A Visually Attentive Splice Localization Network with Multi-Domain Feature Extractor and Multi-Receptive Field Upsampler
This work addresses the challenge of image forgery detection for security and media verification, representing an incremental improvement over existing methods.
The paper tackled the problem of detecting and localizing image splice manipulations by proposing a novel network that integrates multi-domain features and multi-receptive field upsampling, achieving state-of-the-art results with an IoU score of 0.851, pixel F1 score of 0.9195, and pixel AUC score of 0.8989 on the CASIA v2.0 dataset.
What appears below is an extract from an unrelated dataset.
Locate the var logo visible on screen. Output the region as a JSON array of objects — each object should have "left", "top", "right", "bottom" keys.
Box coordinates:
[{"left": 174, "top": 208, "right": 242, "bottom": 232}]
Image splice manipulation presents a severe challenge in today's society. With easy access to image manipulation tools, it is easier than ever to modify images that can mislead individuals, organizations or society. In this work, a novel, "Visually Attentive Splice Localization Network with Multi-Domain Feature Extractor and Multi-Receptive Field Upsampler" has been proposed. It contains a unique "visually attentive multi-domain feature extractor" (VA-MDFE) that extracts attentional features from the RGB, edge and depth domains. Next, a "visually attentive downsampler" (VA-DS) is responsible for fusing and downsampling the multi-domain features. Finally, a novel "visually attentive multi-receptive field upsampler" (VA-MRFU) module employs multiple receptive field-based convolutions to upsample attentional features by focussing on different information scales. Experimental results conducted on the public benchmark dataset CASIA v2.0 prove the potency of the proposed model. It comfortably beats the existing state-of-the-arts by achieving an IoU score of 0.851, pixel F1 score of 0.9195 and pixel AUC score of 0.8989.